Many Kosovar Albanian men had just disappeared: "We have no idea where they are now."
He raised the prospect, as have other western leaders, of an indictment by the War Crimes Tribunal of Yugoslav President Slobodan Milosevic.
Meanwhile, UK Prime Minister Tony Blair and American officials continued to insist that the air campaign was working.
"The most important thing now, particularly in advance of the Nato summit (later this week) is to show that there is an allied will stronger than that of Milosevic to make sure that every single one of Nato's demands - just demands - are met and are met in full," he told American television.
Confusion over convoy bombing
As questions remain over the attack last week on a civilian convoy in Kosovo, the Pentagon has confirmed that a recording purporting to be a Nato pilot had nothing to do with the incident.
Last Thursday, Nato released a tape in which a Nato pilot appeared to say he had attacked only Yugoslav forces.
Asked about the audio tape confusion, the UK Defence Secretary George Robertson and NATO spokesman Jamie Shea both said some confusion was inevitable in times of conflict.
"I think it's been a confusing incident, regrettably," Jamie Shea told BBC radio.
According to the Daily Express newspaper, a British Harrier GR-7 pilot warned the American pilot that his target was largely civilian, but the US pilot went ahead with the bombing.
At a defence briefing on Monday, George Robertson said that he could not confirm any details of the Daily Express story, but the incident was under investigation.
"I'm not going to add to the speculation here ... There will be no cover-up," said Mr Robertson.
Refugees flood in
Nato's campaign appears to be having no impact on the numbers of refugees flooding out of Kosovo.
Aid workers say 40,000 arrived at border crossings over the weekend.
And there is renewed concern for refugees at the main crossing into Albania, which was closed late on Sunday after Yugoslavia severed diplomatic relations, accusing Albania of aggression.
The Yugoslav announcement comes a day after Nato's supreme commander, General Wesley Clark visited Albania which is playing host to a growing force of US troops.
During his visit General Clark announced the imminent deployment of 24 Apache attack helicopters for use against Serb forces in Kosovo, although their arrival in Tirana has since been delayed by bad weather.
Yugoslav puts pressure on neighbours
He also said large quantities of military equipment were being smuggled into Kosovo.
At the same time the Yugoslav army is moving against rebellious figures in the government of Montenegro, the junior partner in the Yugoslav federation which has been trying to stay neutral in the conflict.
The Yugoslav military prosecutor is seeking to arrest the Montenegrin deputy prime minister, Novak Kilibarda, a fierce critic of the Yugoslav president, Slobodan Milosevic.
Mr Kilibarda has been accused of undermining Yugoslavia's defence and military capabilities by encouraging army reservists to dodge the draft.
Officials of the Montenegrin parliamentary assembly say the military has no authority to strip Mr Kilibarda of his parliamentary immunity.
In Montenegro itself more refugees have continued to flood across the border from Kosovo, adding to the 63,000 that have arrived there since the bombing began.

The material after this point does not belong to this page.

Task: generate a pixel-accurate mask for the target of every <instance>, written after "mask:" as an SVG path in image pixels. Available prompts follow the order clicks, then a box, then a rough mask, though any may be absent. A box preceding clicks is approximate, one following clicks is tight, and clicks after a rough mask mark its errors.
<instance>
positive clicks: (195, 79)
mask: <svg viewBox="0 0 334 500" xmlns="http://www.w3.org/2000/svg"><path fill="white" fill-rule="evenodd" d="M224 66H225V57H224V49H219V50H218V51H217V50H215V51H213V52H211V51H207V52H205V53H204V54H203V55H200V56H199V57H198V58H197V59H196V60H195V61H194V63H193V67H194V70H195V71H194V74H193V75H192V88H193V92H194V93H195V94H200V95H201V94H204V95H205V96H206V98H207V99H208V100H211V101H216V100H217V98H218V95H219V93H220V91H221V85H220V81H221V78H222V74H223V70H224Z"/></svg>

They have brought with them further allegations of Serb brutality.
One column of refugees arriving from the city of Mitrovica in northern Kosovo told reporters they had travelled for more than 24 hours after being forced from their homes by Serb security forces.
One eyewitness saw the body of a decapitated woman lying by the roadside. Another said that a Serb policeman told him, "Don't come back, leave now. Ask Bill Clinton and Tony Blair to look after you."
Earlier as refugees continued to enter Albania five Kosovan refugees including three children were killed when their car hit a landmine in the no-man's land between the Serb and Albanian sides of the border.
Serbian troops were also reported to have shelled a line of refugees, killing one and injuring 22 at the same border crossing at Morina.
Nearly three-quarters of a million people are estimated to have fled Kosovo since the crisis began in March last year.